Saturday, June 18, 2016

Top Rated Movies by Actor/Directors

Orson Welles in Citizen KaneEgo manifests in strange ways, especially when fantasy is your profession. Some actors demand that no green M&Ms shall touch red M&Ms; some want a Thanksgiving-sized platter of gluten-free everything; others promise to explode should a lowly assistant dare to make eye contact.

Sometimes, though, it takes a touch of that same ego to make an actor realize, "Hey, I bet I can work both sides of the camera." And why not? With big-budget movie shoots lasting from a few months to more than a year, actors attend the most intensive film school possible -- right on the set. It's an education that has given us decades' worth of movies good enough to make everyone jealous of the multifaceted talent on display.

'Citizen Kane' (1941)

If there were lists like these 70 years ago, "Citizen Kane" would've been on them. If there are lists like this 70 years from now, "Citizen Kane" will be on them. Some clichés are clichés for a reason.

And those reasons are plenty, in this case. "Kane" is a film school on the screen. In its less than two-hour run time, it establishes techniques -- ranging from naturalistic, fast-talking dialogue to extreme close-ups and depth of field to rear projection -- that would define the way movies were made for decades to come. And even if you're not into filmmaking technicalities, the multi-perspective morality tale moves at a surprising clip for a 1940s movie.

Actor-director Orson Welles did all of this when he was 25 years old. Meanwhile, today's 25-year-old artists write songs about their butts.

'Easy Rider' (1969)

Ever since "Citizen Kane," it hasn't really been a surprise when an actor takes up the camera with solid results. It is a surprise, though, when an actor-director makes a movie that captures the spirit of an entire generation and changes the way indie movies are made forever.

But that's just what Dennis Hopper did when he directed "Easy Rider." Its freewheeling roots manifested not only in the movie's themes, but in its point-and-shoot filmmaking style. Humbly putting himself in a thankless role and letting Peter Fonda and Jack Nicholson take the cool-guy reins, Hopper acted like a cultural observer. And what he observed was the sex, drugs, music, and road-tripping adventure that defined the counterculture of the '60s, even as the '70s loomed with clouds shaped a whole lot like Nixon and Vietnam.

'Unforgiven' (1992)

In a lot of ways, Clint Eastwood's life has been a study in Westerns. A youthful performance in "Rawhide" was his grade school; the creation of the spaghetti Western genre alongside Sergio Leone was his high school; the eventual direction of gritty classics like "The Outlaw Josey Wales" and "High Plains Drifter" were his college thesis papers.

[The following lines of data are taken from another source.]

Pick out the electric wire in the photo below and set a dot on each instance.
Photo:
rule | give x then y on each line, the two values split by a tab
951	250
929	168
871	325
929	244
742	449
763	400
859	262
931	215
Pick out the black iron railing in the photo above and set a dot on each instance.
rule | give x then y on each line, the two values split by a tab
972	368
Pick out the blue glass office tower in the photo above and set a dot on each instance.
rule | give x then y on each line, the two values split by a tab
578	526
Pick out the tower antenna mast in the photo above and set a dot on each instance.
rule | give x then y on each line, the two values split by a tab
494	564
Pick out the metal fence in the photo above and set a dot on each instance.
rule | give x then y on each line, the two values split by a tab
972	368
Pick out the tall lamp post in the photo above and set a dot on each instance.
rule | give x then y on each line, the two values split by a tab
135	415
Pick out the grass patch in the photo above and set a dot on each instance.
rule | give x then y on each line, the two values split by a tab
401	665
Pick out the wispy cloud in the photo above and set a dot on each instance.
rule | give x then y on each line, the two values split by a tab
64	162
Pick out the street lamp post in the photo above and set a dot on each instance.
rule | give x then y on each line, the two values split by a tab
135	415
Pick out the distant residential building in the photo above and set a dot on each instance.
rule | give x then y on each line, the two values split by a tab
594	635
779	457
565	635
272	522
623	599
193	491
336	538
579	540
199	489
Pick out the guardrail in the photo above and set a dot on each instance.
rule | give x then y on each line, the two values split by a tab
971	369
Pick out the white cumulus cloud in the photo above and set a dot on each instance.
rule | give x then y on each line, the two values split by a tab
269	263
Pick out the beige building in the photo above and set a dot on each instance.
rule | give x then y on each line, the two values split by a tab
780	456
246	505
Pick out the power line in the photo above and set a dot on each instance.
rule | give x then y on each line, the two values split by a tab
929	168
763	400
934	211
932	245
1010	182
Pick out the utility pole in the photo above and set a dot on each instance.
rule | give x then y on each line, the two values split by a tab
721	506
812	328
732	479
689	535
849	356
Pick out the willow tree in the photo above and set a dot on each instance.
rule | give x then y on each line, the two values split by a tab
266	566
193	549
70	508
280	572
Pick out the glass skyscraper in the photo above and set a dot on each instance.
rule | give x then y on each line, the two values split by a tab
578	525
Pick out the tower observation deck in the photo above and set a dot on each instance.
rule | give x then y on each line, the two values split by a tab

It makes sense, then, that Best Picture Oscar winner "Unforgiven" is a deconstruction of the whole Western genre -- before you can tear something down, you've got to know it inside out. There's no rootin' tootin' shootout in "Unforgiven," no black hats or white hats. Every bullet makes an impact, death counts, and every hero and villain is just a shade of gray. "Unforgiven" doesn't just deconstruct cowboy legends, it's a legend all its own.

'The Great Dictator' (1940)

If you want to prove the point that great themes and great movies are time-proof and trend-proof, look no further than Charlie Chaplin's "The Great Dictator." This ageless political satire not only has heart, smarts, and funnies, it has major cajones -- Chaplin released his Hitler-mocking masterpiece as German bombs were still falling on London.

You know Chaplin best as a silent film star, but when he spoke, it counted. When he looked right at the camera lens and said, "The hate of men will pass, and dictators die," even President Roosevelt took pause. And if it's good enough for Roosevelt, it's good enough for your movie night.

'Reds' (1981)

Here's one you can impress your intellectual friends with at parties. Years before the Technicolor bombast of "Dick Tracy," director-star Warren Beatty brought his leftie-journalist-in-1917-Russia opus to the screen. "Reds," which also brings Diane Keaton and Jack Nicholson along for the ride, is everything you'd expect from a truly skilled director taking on a political period piece -- a quick-witted screenplay, sumptuous cinematography, plentiful passion, and a whole lot of well-delivered idealism. Just so happens that skilled director is also the face on the poster.